Me, I was cool. So cool that Angela had been poking at me with her finger and whispering in my ear, and jotting me little notes about things I should ask the prospective jury members. So cool that Ashton was Mr. Antsy-Pants and kept leaning over Angela to hiss little suggestions at me.
Me, I was so cool that even the migraine crashing against my skull didn’t rattle me. I just pulled out my bottle of Dr. Trusdale’s last prescription for Percocet and took one.
Angela sucked in her breath. A bit self-righteous, if you ask me, for somebody living in sin with a man still technically married, and somebody who had induced her brother to commit a computer crime and steal valuable secrets from his own employer.
“For heaven’s sake, Angela,” I said, ever the Zen master of mentors, “it’s just voir dire.”
Angela tsked-tsked another minute. But Ashton stuck out his hand. “Got one for me?”

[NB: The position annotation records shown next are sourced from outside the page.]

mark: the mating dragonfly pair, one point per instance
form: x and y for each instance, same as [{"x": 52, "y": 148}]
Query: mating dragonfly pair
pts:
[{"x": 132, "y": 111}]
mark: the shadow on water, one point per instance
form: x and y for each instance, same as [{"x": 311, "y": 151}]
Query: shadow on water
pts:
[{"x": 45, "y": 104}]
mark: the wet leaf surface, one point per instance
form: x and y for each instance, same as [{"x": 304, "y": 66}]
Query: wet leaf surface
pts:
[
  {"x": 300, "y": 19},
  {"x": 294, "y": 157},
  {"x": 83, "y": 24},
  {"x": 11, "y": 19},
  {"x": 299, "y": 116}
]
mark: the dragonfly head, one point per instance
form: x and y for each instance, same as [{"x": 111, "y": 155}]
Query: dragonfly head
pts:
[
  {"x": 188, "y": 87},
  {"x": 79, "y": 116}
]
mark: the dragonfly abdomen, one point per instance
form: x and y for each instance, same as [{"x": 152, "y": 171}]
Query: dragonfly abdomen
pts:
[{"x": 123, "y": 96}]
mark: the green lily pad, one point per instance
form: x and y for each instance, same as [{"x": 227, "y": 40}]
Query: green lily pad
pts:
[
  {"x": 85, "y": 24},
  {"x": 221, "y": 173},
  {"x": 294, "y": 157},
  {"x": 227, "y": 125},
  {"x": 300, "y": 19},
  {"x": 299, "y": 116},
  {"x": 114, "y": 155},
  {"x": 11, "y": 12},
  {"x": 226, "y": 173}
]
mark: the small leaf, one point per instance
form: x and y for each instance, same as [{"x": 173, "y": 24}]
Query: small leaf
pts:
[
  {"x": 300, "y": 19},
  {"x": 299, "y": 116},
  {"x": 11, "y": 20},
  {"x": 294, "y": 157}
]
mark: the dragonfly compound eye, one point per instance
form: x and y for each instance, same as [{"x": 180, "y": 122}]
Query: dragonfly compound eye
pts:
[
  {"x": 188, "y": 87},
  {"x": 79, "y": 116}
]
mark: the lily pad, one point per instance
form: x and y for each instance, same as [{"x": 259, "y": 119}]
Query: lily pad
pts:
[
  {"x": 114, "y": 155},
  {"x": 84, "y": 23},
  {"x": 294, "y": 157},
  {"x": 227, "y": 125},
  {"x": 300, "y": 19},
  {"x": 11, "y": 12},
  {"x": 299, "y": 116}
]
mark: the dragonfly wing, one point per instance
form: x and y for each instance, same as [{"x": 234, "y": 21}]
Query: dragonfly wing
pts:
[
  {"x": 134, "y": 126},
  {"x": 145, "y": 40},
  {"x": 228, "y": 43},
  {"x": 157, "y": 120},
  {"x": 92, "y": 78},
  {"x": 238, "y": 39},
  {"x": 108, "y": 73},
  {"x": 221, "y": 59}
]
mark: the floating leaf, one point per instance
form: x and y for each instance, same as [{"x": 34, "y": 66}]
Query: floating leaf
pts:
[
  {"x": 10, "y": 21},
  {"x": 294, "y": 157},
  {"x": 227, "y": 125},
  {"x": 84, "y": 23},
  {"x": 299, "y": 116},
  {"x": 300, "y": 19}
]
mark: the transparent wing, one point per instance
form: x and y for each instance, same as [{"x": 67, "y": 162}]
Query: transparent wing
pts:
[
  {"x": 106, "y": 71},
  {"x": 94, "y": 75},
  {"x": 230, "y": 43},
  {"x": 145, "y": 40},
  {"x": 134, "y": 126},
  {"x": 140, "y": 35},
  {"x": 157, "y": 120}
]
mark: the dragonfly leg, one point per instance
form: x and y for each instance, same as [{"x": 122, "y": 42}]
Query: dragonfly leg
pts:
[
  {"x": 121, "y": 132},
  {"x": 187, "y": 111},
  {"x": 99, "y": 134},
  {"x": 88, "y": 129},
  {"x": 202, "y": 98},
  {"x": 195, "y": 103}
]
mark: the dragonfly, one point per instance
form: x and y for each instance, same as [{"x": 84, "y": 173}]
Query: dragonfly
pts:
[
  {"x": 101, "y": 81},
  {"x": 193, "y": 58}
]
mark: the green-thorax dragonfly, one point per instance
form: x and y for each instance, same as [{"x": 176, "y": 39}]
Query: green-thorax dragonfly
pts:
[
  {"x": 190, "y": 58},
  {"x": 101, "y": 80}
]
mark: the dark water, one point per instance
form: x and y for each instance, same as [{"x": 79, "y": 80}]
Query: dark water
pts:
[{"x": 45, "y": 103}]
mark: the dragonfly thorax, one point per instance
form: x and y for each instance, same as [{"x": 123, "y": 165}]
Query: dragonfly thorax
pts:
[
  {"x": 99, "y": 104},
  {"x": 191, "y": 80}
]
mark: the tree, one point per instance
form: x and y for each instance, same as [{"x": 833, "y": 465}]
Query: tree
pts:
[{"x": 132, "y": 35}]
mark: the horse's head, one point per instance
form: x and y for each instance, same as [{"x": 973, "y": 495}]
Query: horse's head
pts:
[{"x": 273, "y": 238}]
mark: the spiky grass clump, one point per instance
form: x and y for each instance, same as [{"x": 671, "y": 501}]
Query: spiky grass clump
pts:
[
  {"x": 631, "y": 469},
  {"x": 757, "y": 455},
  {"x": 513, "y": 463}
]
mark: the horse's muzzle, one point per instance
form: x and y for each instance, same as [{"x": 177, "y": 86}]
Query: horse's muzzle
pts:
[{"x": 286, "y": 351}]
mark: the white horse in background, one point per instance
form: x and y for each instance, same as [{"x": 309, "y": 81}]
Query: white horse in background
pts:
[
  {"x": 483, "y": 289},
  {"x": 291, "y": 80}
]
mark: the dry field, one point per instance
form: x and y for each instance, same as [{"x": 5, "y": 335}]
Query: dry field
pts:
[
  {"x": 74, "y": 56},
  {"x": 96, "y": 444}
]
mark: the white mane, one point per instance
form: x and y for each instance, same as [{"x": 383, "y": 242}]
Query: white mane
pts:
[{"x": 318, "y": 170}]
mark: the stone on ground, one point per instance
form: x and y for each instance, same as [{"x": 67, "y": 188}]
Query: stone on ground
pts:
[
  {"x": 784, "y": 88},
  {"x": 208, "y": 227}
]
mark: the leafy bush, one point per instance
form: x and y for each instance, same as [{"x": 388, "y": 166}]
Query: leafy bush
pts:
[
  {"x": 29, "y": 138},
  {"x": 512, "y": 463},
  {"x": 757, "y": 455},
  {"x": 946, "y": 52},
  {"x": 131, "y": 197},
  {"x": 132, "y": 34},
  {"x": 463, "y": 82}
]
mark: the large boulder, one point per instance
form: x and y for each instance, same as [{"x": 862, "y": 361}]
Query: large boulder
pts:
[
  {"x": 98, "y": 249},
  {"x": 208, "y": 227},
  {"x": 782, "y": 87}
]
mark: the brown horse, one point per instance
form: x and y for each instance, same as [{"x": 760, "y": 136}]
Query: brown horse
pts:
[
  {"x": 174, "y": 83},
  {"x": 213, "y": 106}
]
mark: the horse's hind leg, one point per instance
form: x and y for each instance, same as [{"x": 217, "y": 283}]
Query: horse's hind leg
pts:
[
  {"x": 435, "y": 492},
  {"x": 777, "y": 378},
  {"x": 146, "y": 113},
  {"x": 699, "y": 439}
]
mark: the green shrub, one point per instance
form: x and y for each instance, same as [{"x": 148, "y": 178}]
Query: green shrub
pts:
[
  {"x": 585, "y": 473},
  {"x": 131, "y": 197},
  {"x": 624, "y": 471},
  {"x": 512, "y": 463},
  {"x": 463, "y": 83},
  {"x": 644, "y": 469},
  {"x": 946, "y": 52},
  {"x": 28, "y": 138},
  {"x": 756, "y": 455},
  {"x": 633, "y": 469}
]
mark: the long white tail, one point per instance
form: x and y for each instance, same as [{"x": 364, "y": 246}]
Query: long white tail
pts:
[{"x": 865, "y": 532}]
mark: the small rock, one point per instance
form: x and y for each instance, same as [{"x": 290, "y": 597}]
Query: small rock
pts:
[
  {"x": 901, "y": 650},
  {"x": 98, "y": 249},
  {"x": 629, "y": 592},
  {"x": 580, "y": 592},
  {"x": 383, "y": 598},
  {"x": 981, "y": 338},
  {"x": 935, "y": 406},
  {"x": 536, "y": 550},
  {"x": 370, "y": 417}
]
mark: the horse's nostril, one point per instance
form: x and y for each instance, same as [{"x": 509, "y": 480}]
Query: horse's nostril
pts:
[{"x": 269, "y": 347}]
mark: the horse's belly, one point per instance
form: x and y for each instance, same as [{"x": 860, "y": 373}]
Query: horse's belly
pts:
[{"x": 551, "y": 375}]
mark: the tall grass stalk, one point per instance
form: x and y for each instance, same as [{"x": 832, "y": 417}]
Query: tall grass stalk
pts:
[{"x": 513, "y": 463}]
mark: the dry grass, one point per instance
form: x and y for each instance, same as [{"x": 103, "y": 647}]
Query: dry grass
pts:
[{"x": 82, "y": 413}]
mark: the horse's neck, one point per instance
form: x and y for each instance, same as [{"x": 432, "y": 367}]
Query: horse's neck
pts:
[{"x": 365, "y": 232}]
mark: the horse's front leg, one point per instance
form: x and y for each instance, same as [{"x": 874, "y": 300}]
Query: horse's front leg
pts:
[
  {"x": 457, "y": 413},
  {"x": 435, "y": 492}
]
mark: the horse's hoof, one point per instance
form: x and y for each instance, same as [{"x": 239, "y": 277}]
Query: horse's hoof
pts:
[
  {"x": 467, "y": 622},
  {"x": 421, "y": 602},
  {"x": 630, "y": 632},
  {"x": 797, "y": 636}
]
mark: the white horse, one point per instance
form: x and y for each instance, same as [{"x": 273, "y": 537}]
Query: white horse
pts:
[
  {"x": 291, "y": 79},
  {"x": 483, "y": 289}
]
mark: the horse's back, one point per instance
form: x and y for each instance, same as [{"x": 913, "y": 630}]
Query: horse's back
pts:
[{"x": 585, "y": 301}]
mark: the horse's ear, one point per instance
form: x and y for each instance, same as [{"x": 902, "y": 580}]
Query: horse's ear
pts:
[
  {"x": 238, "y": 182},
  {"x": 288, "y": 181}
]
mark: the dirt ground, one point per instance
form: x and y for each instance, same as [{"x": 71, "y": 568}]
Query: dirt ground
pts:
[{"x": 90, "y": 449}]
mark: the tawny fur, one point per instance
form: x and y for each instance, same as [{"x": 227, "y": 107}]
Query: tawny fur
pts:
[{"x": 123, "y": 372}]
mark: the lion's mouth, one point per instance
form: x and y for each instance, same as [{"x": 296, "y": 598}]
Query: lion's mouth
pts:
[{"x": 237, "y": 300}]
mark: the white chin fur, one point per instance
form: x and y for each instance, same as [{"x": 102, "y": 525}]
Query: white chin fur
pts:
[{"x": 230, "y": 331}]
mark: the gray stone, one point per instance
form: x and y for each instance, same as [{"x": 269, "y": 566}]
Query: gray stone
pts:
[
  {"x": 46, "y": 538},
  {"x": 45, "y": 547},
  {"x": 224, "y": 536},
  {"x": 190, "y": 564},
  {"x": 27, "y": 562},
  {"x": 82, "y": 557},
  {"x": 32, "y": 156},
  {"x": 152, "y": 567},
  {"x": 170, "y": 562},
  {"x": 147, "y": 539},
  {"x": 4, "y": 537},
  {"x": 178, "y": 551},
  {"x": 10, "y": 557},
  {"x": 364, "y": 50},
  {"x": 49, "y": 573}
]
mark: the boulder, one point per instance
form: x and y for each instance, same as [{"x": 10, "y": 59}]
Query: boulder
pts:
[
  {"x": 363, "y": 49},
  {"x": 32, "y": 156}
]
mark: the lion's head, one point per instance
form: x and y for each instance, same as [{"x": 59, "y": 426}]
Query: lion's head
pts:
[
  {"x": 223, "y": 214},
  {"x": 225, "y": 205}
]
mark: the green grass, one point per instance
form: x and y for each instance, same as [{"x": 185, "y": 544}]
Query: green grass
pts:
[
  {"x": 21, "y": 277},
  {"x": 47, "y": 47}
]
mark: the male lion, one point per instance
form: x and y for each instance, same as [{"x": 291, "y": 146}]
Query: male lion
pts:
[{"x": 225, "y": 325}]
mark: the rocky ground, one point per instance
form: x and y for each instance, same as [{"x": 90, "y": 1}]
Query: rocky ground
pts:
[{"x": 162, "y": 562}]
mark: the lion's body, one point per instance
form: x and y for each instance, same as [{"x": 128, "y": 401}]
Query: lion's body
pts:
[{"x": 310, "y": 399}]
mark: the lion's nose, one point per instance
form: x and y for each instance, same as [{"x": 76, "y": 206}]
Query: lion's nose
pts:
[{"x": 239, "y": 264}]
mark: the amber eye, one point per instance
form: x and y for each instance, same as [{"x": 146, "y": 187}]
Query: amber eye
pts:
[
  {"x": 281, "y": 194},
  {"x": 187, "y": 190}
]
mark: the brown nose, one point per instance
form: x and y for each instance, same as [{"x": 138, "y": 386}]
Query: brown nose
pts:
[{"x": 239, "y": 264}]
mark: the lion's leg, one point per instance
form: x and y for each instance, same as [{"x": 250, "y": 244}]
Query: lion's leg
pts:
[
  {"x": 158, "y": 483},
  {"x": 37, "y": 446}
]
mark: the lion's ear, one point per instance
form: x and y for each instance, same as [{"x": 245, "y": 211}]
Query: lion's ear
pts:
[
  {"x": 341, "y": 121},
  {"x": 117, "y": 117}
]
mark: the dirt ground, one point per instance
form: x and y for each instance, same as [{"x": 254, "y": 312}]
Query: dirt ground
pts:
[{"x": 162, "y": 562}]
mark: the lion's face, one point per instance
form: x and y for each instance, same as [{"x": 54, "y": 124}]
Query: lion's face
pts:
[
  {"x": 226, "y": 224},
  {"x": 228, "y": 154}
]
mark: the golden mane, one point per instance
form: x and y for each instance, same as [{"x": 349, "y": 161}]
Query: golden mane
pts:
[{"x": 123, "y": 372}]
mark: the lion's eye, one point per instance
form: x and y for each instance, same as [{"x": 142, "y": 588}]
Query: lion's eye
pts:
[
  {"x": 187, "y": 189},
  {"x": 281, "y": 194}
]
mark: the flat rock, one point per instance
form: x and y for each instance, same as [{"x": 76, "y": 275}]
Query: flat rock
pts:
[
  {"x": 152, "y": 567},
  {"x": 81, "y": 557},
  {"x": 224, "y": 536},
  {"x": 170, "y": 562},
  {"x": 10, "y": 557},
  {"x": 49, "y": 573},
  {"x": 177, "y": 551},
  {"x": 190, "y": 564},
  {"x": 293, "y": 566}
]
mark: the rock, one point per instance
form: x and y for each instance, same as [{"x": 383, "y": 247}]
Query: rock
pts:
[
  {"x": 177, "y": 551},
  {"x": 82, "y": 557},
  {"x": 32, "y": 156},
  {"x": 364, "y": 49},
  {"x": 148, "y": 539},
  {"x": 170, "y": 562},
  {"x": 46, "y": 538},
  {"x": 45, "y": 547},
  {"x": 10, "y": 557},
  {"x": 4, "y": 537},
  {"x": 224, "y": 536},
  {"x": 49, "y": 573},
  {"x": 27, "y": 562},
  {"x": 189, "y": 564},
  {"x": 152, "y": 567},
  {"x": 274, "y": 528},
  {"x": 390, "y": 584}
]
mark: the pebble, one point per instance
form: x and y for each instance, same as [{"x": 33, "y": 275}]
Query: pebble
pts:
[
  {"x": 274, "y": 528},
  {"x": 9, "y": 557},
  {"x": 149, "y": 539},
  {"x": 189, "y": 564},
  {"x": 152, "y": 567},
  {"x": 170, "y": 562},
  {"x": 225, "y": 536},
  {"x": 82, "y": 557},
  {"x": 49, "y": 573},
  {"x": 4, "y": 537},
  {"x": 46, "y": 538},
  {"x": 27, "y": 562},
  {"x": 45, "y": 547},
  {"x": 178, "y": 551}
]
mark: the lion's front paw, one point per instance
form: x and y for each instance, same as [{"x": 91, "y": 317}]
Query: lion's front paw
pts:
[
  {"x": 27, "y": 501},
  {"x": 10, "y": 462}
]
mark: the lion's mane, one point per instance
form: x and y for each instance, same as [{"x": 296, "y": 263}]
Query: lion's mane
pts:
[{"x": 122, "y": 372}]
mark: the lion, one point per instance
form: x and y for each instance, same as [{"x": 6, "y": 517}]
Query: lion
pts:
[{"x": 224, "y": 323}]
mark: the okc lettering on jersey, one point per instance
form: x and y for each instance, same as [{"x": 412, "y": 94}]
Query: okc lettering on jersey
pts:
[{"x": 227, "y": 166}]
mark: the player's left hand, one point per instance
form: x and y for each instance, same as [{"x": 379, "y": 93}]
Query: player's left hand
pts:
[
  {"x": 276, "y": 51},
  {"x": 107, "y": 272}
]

I popped out a pill for him.
Then Dr. Randolph eyed me suggestively.
“You want one too?” What I started to say was “Write your own prescription,” but, then, sharing is the minimum standard for civilized behavior, so I rolled out a pill for the now transformed and weirdly affable doctor.
Angela tsked again.
Me, I was totally cool with voir dire, which is a fancy lawyer phrase for a session to ask the pool of perspective jurors (known in fancy lawyer talk as voirdiremen) questions designed to help a lawyer see into their souls and pick the ones who would naturally resolve any conflicts in that attorney’s favor.